UFC vice president of regulatory affairs Marc Ratner told ESPN.com that the UFC is in talks with as many as five independent agencies to implement a random, out-of-competition drug testing program for blood and urine within the next few months.
The UFC will foot the entire bill, which is expected to cost millions annually.
“We are meeting with different companies right now and we’re going to have out-of-competition testing,” Ratner stated. “We’re not sure when it’s going to start, but we’re working on it right now.
“Unannounced blood and urine is going to happen, hopefully in the next three or four months. When you’re talking about 500 fighters, there are a lot of logistics. Having fighters in foreign countries makes it tougher, but we’re coming up with a plan and (agencies) are making proposals to us in the next two weeks.”
Media members have long been calling for the UFC to conduct random, out-of-competition drug testing in order to weed out the growing number of cheaters.
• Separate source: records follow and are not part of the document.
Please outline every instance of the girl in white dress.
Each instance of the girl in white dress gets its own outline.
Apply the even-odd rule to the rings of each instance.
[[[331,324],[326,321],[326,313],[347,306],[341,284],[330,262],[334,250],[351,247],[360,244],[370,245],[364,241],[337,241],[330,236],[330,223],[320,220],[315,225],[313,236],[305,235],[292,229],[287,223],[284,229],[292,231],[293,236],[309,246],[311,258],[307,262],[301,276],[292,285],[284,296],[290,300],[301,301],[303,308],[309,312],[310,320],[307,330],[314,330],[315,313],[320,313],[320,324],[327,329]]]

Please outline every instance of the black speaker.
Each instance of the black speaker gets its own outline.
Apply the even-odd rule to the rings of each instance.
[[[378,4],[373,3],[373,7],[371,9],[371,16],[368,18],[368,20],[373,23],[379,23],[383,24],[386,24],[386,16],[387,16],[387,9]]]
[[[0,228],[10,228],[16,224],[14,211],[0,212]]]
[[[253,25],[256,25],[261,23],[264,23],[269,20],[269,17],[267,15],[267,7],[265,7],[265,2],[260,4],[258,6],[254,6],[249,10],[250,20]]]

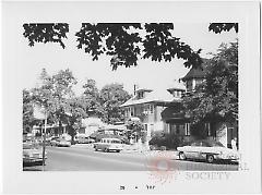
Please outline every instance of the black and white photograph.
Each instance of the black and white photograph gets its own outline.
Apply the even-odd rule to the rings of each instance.
[[[24,183],[7,188],[231,186],[213,192],[219,193],[243,192],[238,181],[247,181],[261,191],[261,134],[252,122],[259,119],[259,34],[247,40],[250,24],[239,14],[259,4],[217,3],[225,19],[215,20],[212,3],[4,2],[3,108],[13,117],[3,135],[15,148],[4,153],[16,160],[3,166],[15,167],[5,175],[16,171]],[[205,191],[212,192],[195,192]]]

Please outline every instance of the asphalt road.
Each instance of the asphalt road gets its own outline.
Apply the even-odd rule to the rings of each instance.
[[[47,147],[45,171],[234,171],[237,164],[178,160],[175,153],[103,153],[93,148]],[[41,166],[25,167],[25,171],[41,171]]]

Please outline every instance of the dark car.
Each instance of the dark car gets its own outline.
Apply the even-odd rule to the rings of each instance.
[[[148,144],[152,150],[165,150],[176,149],[181,143],[182,142],[177,136],[170,134],[159,134],[153,136]]]
[[[45,159],[47,153],[45,151]],[[36,143],[23,143],[23,166],[43,164],[43,147]]]
[[[222,143],[212,139],[200,139],[190,144],[178,147],[179,158],[206,160],[212,163],[215,160],[239,160],[238,151],[226,148]]]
UFC stars Chael Sonnen (twice), Vitor Belfort, Wanderlei Silva and Ali Bagautinov all failed their random drug tests this year.
State athletic commissions are strapped financially and unable to provide the random drug exams required to ensure fighters aren’t dirty. Nevada – who caught Sonnen, Belfort and Silva – has sprung surprise tests in the past, but the UFC typically paid for them.
As it currently stands, state athletic commission or the UFC, when they host shows in countries that don’t have their own governing body, sanction UFC events and are responsible for overseeing drug tests on fight night – but only urine is collected.
For the first time at a UFC-sanctioned show, main event fighters were subjected to blood and urine drug tests following last weekend’s card in China. Although, Michael Bisping and Cung Le were notified of that three days before their scrap so it wasn’t necessarily random.
Former UFC welterweight champion Georges St-Pierre previously said “you’re very disorganized” if you get busted with a performance-enhancing substance the way the system is currently set up because everyone knows exactly when they will be tested.
St-Pierre, the UFC’s biggest pay-per-view draw, voluntarily relinquished his title earlier this year to take a “break” from MMA. He later revealed the UFC’s lax drug testing was one of his primary reasons for bolting.
GSP said last week that he would never return if he and his future opponents weren’t “thoroughly tested for the most advanced PEDs by a credible independent anti-doping organization like VADA or USADA under the strictest standards of the World Anti-Doping Association (WADA) Code.”
If the UFC wants GSP to return, this move will certainly help their plight. More importantly, if the UFC wants to clean up its image, there’s no better place to start than by cleaning up its fighters.